Trump would’ve fought a subpoena, and that would’ve taken too long.

Former Special Counsel Robert Mueller’s testimony to Congress is shown on a television screen in Times Square on July 24, 2019 in New York City.
Former Special Counsel Robert Mueller’s testimony to Congress is shown on a television screen in Times Square on July 24, 2019 in New York City.
Robert Mueller’s testimony to Congress is shown on a television screen in Times Square on July 24, 2019, in New York City.
Drew Angerer/Getty Images

Former special counsel Robert Mueller just answered one of the biggest lingering questions of his investigation: Why didn’t he interview President Donald Trump?

During Wednesday’s House Intelligence Committee hearing, Rep. Sean Maloney (D-NY) asked Mueller if the reason he didn’t ultimately push to sit down with Trump was because he “flinched” — in other words, that he backed down in the face of Trump’s onslaught of criticism of the investigation.

But, Maloney continued, “You don’t strike me as the kind of guy who flinches.”

“I hope not,” Mueller answered.

Mueller then went on to explain the real reason he chose not to force Trump to submit to questioning: Subpoenaing Trump and fighting his likely inevitable challenge to a subpoena would’ve taken way too long.

“At the outset, after we took over the investigation and began it and pursued it, quite honestly, one of the things we anticipated wanting to accomplish was getting the interview of the president.

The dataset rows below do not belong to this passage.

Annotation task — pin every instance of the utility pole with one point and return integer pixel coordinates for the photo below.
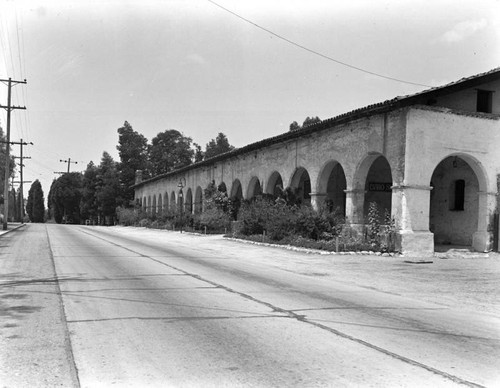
(21, 203)
(68, 161)
(9, 107)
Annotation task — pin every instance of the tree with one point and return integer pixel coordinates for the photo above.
(294, 126)
(217, 146)
(65, 195)
(310, 121)
(88, 204)
(133, 152)
(169, 150)
(307, 122)
(107, 192)
(35, 206)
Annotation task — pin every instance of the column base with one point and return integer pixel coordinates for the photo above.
(415, 244)
(482, 241)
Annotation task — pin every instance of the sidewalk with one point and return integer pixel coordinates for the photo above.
(10, 227)
(454, 280)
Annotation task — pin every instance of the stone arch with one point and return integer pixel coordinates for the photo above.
(198, 200)
(254, 188)
(332, 185)
(189, 201)
(301, 185)
(160, 204)
(378, 187)
(222, 187)
(275, 184)
(458, 202)
(236, 190)
(372, 183)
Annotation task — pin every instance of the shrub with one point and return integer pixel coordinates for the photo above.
(214, 219)
(129, 216)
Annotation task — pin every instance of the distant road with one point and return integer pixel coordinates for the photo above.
(132, 309)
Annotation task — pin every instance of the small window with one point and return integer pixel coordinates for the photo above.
(484, 101)
(457, 192)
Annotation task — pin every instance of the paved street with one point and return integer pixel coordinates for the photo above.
(98, 307)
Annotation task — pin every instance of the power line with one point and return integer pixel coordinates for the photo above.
(316, 52)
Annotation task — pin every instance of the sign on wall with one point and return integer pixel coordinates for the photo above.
(379, 186)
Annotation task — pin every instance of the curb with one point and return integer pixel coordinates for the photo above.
(314, 251)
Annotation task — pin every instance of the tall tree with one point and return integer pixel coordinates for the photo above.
(107, 189)
(88, 204)
(133, 152)
(169, 150)
(35, 206)
(218, 146)
(65, 195)
(294, 126)
(310, 121)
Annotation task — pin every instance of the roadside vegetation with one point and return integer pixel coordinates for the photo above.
(102, 195)
(278, 219)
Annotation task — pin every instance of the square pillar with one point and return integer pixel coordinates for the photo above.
(317, 200)
(482, 239)
(354, 206)
(410, 209)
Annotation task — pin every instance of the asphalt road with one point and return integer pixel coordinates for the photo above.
(100, 307)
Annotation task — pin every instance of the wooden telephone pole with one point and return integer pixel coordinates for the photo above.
(9, 107)
(21, 203)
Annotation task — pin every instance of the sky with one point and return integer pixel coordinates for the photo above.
(244, 68)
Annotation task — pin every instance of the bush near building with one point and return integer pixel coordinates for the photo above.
(279, 220)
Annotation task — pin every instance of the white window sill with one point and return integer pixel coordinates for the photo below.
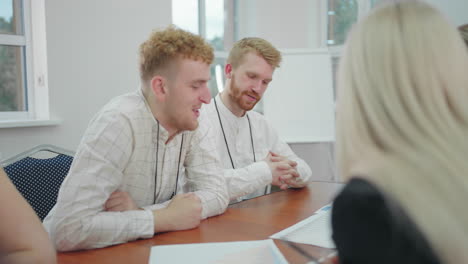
(29, 123)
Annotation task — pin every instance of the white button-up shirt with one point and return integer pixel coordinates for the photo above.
(118, 152)
(249, 178)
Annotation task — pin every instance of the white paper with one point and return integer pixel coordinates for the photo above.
(249, 252)
(314, 230)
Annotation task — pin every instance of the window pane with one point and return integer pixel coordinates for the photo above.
(185, 14)
(216, 83)
(342, 14)
(10, 17)
(12, 91)
(375, 2)
(215, 23)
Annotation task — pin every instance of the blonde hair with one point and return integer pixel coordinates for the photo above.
(402, 118)
(259, 46)
(164, 46)
(464, 32)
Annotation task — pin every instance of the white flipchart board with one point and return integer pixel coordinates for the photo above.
(299, 102)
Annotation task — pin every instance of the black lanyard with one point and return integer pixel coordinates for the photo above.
(156, 170)
(224, 135)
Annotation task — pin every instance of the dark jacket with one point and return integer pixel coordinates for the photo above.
(369, 227)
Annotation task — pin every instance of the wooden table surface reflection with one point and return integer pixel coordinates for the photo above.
(255, 219)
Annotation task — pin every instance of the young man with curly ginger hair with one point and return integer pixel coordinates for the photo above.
(122, 184)
(252, 153)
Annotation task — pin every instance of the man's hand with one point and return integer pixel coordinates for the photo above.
(120, 201)
(283, 170)
(183, 212)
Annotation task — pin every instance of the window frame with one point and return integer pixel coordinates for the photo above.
(34, 66)
(364, 7)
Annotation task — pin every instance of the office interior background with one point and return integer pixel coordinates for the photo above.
(62, 60)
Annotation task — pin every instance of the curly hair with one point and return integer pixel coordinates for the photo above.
(260, 46)
(163, 46)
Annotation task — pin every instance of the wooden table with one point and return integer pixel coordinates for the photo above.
(255, 219)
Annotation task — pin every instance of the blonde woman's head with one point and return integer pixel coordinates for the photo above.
(402, 117)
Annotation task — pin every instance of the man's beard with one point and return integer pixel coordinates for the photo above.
(238, 96)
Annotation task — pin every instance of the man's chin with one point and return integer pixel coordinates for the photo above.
(192, 126)
(247, 107)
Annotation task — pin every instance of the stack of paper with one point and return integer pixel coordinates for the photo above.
(315, 230)
(249, 252)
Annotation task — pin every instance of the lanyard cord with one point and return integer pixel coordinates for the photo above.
(156, 170)
(224, 135)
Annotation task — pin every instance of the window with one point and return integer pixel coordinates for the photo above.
(13, 85)
(213, 20)
(20, 71)
(341, 15)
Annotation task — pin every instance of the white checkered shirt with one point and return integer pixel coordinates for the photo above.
(249, 178)
(118, 152)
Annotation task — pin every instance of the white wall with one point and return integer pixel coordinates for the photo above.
(92, 56)
(292, 24)
(455, 10)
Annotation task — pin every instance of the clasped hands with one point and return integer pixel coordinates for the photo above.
(283, 170)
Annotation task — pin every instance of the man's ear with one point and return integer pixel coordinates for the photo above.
(158, 87)
(228, 71)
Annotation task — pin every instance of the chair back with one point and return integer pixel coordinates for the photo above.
(39, 179)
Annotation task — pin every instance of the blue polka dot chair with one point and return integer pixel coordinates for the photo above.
(38, 174)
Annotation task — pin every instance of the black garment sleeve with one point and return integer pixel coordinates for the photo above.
(365, 230)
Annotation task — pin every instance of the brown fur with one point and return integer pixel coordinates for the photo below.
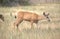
(28, 16)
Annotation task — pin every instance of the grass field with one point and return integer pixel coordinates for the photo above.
(45, 30)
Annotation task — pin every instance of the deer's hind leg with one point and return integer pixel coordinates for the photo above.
(32, 24)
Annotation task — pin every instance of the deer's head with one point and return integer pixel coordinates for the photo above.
(47, 16)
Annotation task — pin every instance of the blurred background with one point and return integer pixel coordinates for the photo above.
(44, 30)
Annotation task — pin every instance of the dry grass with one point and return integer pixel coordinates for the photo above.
(45, 30)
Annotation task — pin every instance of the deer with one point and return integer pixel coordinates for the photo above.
(29, 16)
(1, 17)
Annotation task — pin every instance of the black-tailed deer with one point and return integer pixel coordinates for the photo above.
(29, 16)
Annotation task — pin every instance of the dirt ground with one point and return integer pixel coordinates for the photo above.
(44, 30)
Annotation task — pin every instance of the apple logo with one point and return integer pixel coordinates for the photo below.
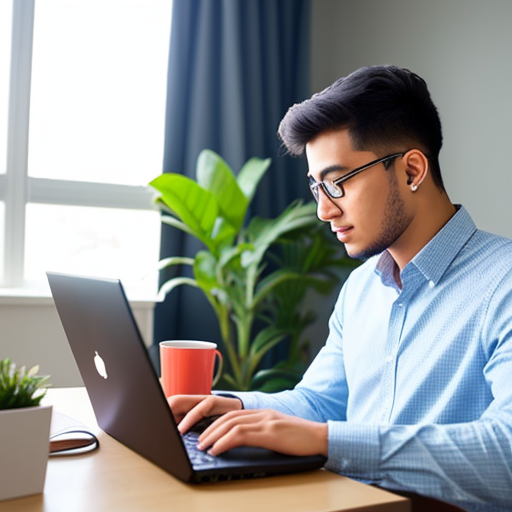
(100, 365)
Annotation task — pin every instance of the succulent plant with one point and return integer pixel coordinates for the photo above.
(20, 387)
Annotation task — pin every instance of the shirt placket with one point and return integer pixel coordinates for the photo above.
(394, 336)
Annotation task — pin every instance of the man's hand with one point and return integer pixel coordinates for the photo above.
(189, 409)
(266, 429)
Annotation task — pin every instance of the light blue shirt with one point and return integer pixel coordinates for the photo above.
(416, 383)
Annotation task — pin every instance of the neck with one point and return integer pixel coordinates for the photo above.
(430, 215)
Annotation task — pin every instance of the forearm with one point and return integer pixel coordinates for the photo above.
(467, 464)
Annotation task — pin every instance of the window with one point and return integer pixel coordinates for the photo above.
(85, 104)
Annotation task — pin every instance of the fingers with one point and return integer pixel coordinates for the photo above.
(181, 404)
(189, 409)
(267, 429)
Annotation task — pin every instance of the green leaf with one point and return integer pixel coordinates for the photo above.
(264, 232)
(266, 339)
(168, 286)
(214, 174)
(271, 281)
(195, 206)
(205, 270)
(250, 175)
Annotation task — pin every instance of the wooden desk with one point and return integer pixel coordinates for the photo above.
(116, 479)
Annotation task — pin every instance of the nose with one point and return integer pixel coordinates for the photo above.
(326, 209)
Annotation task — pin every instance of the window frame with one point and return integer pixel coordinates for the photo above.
(17, 188)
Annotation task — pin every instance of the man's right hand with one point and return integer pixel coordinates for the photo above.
(190, 409)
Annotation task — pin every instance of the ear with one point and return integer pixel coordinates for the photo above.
(416, 168)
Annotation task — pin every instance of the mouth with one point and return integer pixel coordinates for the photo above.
(343, 232)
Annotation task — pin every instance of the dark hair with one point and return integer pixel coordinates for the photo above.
(385, 108)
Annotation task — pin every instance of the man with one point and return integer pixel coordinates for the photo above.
(412, 389)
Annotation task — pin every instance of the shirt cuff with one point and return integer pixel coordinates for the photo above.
(354, 449)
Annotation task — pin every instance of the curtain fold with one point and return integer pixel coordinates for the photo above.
(235, 67)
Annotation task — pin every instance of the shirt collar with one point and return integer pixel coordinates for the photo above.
(433, 260)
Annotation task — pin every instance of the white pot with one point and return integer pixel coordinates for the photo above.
(24, 449)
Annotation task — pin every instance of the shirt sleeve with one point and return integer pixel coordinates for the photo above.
(468, 464)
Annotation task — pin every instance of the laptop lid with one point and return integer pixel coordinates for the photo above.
(125, 391)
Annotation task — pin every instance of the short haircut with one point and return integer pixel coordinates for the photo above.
(385, 109)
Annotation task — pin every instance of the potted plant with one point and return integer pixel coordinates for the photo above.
(255, 273)
(25, 431)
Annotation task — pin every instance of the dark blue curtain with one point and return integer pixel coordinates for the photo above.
(235, 67)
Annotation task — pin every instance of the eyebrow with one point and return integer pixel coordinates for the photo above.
(330, 169)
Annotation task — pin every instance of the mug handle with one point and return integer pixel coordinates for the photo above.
(219, 368)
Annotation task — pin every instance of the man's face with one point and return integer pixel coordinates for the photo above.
(372, 215)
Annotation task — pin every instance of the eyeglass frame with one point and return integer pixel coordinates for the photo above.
(313, 184)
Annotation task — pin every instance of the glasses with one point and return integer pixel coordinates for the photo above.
(334, 188)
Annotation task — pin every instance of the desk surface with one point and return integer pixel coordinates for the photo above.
(116, 479)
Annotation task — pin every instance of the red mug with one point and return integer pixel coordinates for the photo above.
(187, 367)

We negotiated with him for a little over a year,” Mueller said.

“Finally, we were almost toward the end of our investigation and we’d had little success in pushing to get the interview of the president,” he continued. “We decided that we did not want to exercise the subpoena powers because of the necessity of expediting the end of the investigation.”

“If we did subpoena the president,” he concluded, “he would fight the subpoena and we would be in the midst of the investigation for a substantial period of time.”

Mueller’s answer mirrors what he wrote in his report released in April.

Still, hearing Mueller explain his decision — in person, in front of Congress, on live TV — was important. Mueller’s decision not to force Trump to submit to an interview may be one of the special counsel’s most controversial moves.

Mueller acknowledged that Trump did respond to written questions the special counsel eventually ended up sending him, but conceded that the president’s responses were “certainly not as useful as the interview would be.”

Some may see it as a prudent choice, especially since Trump surely would have pushed back hard, potentially launching a legal fight that could drag on for weeks, months, or even years.

Others, though, will likely still believe that Mueller did indeed “flinch,” and that the president essentially succeeded in cowing the special counsel.